The Officially Unofficial Reference Guide
AssignICCProfile is used to assign a ICC profile to an image.

Current Profile: It shows the description of the ICC profile assigned to the image selected on the view selection combo box (M63M51_RGB in the example above), or the default RGB ICC profile (as selected in the Color Management Setup dialog) if no particular view is selected. You cannot change the profile description.
New Profile lets you assign an ICC profile to the target image.
Assign the default profile: It assigns the default ICC profile to target image.
Leave the image untagged: It does not add a ICC profile to the image. In this case, the default profile will be used to manage its color.
Assign profile: here is where you can assign a different ICC profile to the image.
This
process allows converting an image from its current ICC profile to
the color space defined by a different ICC profile. One instance when
this process can be useful is for example when preparing an image for
being published on the Web.
Source Profile: The image whose ICC profile we wish to change.
Target Profile: The new profile we want to assign to the source image.
Convert to the specified profile: Select this option if you want to assign to your source image one of the several available ICC profiles.
Convert to the default profile: Depending on whether your source image is RGB or grayscale, selecting this option will assign the default profile to the image.
Rendering Intent: When the gamut of source color space exceeds that of the destination, saturated colors are liable to become clipped (inaccurately represented).
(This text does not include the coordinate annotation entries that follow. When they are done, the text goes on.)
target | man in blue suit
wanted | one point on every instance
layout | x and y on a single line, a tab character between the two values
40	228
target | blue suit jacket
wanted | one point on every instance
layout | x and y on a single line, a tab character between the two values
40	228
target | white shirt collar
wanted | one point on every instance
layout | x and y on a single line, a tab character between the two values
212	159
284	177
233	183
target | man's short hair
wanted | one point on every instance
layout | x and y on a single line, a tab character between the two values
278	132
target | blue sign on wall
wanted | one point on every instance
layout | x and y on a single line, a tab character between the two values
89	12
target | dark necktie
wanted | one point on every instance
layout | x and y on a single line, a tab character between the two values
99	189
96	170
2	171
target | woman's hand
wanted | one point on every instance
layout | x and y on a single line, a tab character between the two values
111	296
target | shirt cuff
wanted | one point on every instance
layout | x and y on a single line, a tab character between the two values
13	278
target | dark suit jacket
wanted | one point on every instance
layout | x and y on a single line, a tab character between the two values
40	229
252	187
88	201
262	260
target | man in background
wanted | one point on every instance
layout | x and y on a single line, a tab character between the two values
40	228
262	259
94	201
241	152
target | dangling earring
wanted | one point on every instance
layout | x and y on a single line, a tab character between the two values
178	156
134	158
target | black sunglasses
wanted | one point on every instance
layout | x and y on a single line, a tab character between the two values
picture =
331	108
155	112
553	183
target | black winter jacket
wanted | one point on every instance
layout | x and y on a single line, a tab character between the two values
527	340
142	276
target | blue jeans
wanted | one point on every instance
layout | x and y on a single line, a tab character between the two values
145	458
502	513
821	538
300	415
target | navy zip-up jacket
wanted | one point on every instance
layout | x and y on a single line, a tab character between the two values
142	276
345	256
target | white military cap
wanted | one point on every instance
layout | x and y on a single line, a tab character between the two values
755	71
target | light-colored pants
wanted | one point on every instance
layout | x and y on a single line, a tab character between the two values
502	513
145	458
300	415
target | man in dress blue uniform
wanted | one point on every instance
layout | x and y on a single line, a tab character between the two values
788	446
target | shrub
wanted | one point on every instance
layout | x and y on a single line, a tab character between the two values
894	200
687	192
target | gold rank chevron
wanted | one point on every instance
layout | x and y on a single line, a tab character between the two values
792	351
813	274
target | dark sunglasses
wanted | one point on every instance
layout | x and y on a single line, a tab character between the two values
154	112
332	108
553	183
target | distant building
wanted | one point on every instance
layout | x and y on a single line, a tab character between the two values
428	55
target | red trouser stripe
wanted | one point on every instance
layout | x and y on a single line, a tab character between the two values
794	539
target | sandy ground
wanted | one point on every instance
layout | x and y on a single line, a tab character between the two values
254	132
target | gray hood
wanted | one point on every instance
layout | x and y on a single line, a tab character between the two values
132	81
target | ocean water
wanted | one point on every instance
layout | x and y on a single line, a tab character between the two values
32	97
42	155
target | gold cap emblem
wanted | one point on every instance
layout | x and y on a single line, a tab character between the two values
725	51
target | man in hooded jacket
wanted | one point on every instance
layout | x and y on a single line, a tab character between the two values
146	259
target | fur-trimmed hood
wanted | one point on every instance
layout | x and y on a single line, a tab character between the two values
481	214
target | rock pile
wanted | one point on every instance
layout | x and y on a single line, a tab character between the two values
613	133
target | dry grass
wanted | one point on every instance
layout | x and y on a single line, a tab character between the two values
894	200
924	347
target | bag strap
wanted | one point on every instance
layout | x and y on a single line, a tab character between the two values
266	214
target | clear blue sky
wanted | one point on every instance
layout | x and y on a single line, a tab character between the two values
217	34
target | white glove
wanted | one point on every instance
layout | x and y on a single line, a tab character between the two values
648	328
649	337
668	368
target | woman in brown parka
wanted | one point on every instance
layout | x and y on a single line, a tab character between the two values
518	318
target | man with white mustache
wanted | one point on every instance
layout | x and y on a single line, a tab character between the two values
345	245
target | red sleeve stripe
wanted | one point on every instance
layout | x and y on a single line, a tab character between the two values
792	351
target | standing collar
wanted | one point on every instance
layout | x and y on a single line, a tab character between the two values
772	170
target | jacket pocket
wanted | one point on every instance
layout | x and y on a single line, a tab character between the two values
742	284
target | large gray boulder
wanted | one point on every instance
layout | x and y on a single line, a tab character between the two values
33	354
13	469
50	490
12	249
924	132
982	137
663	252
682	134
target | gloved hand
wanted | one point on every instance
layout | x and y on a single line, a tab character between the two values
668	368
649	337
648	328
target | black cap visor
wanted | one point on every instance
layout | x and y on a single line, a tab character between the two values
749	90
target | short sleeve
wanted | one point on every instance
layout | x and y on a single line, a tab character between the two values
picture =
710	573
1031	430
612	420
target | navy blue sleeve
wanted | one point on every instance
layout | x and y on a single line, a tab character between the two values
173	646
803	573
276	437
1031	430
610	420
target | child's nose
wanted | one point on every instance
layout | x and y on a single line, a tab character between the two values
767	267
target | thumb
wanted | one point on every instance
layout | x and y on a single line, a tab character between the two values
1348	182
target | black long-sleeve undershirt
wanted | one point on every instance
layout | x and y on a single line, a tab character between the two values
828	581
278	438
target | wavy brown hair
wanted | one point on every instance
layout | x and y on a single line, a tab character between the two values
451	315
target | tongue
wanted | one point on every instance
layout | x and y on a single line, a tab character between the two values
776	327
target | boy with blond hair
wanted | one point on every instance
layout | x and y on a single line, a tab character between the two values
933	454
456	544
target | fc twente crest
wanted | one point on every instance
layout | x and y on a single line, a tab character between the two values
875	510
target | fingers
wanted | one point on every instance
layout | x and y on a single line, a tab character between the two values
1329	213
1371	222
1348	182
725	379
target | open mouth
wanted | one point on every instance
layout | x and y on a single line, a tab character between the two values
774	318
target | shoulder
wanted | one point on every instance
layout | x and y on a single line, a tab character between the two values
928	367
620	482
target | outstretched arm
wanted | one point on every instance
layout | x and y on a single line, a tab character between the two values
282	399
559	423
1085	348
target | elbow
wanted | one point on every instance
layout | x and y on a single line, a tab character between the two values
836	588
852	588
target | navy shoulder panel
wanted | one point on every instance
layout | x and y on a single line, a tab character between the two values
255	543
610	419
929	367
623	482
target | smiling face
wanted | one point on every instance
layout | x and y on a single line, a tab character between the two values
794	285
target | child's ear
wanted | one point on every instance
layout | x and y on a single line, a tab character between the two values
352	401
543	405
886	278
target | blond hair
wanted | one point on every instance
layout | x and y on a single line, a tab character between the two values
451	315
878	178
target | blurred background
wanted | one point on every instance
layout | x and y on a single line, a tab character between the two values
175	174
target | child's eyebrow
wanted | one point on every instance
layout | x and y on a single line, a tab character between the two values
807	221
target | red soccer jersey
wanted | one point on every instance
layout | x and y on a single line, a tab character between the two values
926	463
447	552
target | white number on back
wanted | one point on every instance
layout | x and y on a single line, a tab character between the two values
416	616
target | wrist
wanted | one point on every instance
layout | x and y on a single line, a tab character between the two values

The color management module can deal with this problem in several ways:
Perceptual (Photographic images): The gamut transformation is done according to the selected ICC profile. This method may result in strong color variations.
Saturation (graphics): Similar to perceptual except that while the results from a perceptual intent tend to be more pleasing, in the case of the saturation intent, they tend to be more eye-catching.
Relative Colorimetric (match white points): The goal in relative colorimetry is to be truthful to the specified color, but depending on different media you may end up with flat images, maintaining only a fraction of available grays or a collapsed image with loss of details in dark shadows. Media differences are the only thing you really would like to adjust for. Obviously there has to be some gamut mapping going on also. Usually this is done in a way where hue and lightness are maintained at the cost of reduced saturation.
Absolute Colorimetric (proofing): Absolute colorimetry and relative colorimetry actually use the same table but differ in the adjustment for the white point media. Perceptually, the colors may appear incorrect, but instrument measurements of the resulting output would match the source. Colors outside of the proof print system's possible color are mapped to the boundary of the color gamut. Absolute colorimetry is useful to get an exact specified color, or to quantify the accuracy of mapping methods.
Black point compensation: The black point compensation feature does work in conjunction with relative colorimetric intent. Perceptual and Saturation intents should make no difference, although it affects some profiles. When enabled, BPC will scale the full image across the gray axis in order to accommodate the darkest tone origin media can render to the darkest tone destination media can render. In other words, the gray balance that is scaled in order to accommodate to the dynamic range of the new media.
Floating point transform: ICC transformations often benefit from being done in floating point. If our source image is not in floating point format, it will be transformed to 32-bit floating point.